Chapter 1 deals with the relationship between the Supreme Court and the slavery and its aftermath. Focuses are put on the following three decisions: Dred Scott and Sandford(1857), which resulted in the Civil War and three constitutional amendments; the Civil Rights cases(1883), which declared the fatal limitation to the 13th, 14th, and 15th Amendments; and Pressey v. Ferguson(1896), which gave the national sanction to Jim Crow in the South.
Chapter 2 deals with the Supreme Court decisions concerning the integration of the school and the residence, one of the most controversial issues since the epoch-making Brown was delivered by all the nine justices unanimously in 1954. The case mainly picked up in this section is Alexander v. Holmes County Board of Education which declared “integration now” in 1969.

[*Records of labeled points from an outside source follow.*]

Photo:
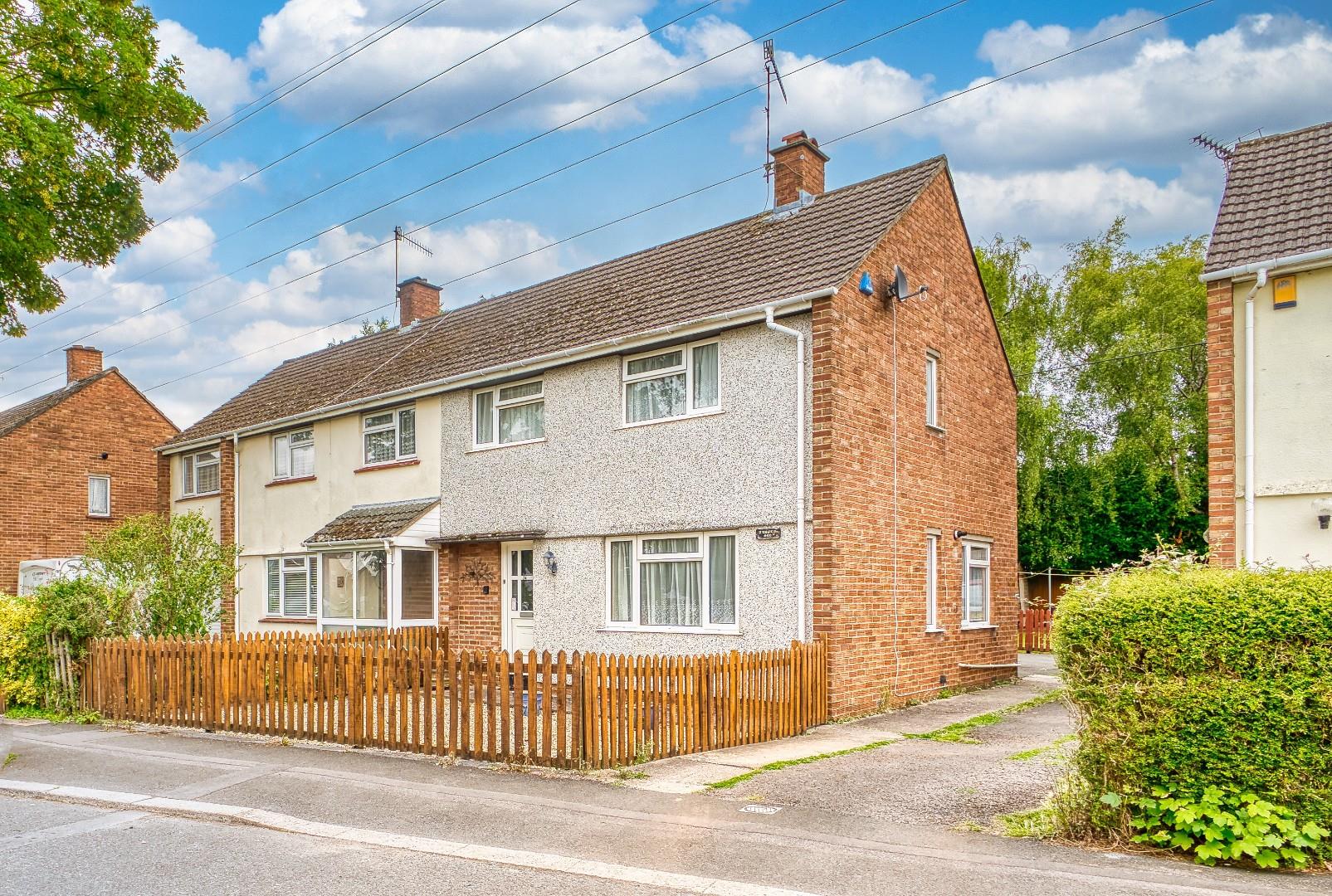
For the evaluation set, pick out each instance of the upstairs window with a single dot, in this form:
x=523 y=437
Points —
x=674 y=382
x=99 y=495
x=293 y=455
x=292 y=586
x=389 y=436
x=200 y=475
x=509 y=414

Chapter 3 deals with the Supreme Court decisions in the field of the voting rights. Although the Voting Rights Act of 1965, one of the two positive results of the Civil Rights Movement led by Rev. Martin Luther King, Jr., brought about a tremendous change to the politics not only in the South but also in the American society in general, the Supreme Court, by a 5–4 narrow margin, undermined it by Shelby County v. Holder in 2013. Shelby decision has been the target of severe criticisms by a lot of lawyers and law school professors who have long been engaged in the civil rights issues. Obviously, it was the first example among the Supreme Court decisions that leads to the nation backward with regards to the civil rights. Shelby has no doubt helped the birth of the Trump administration and deepened the conspicuous political cleavage of the present-day American Society.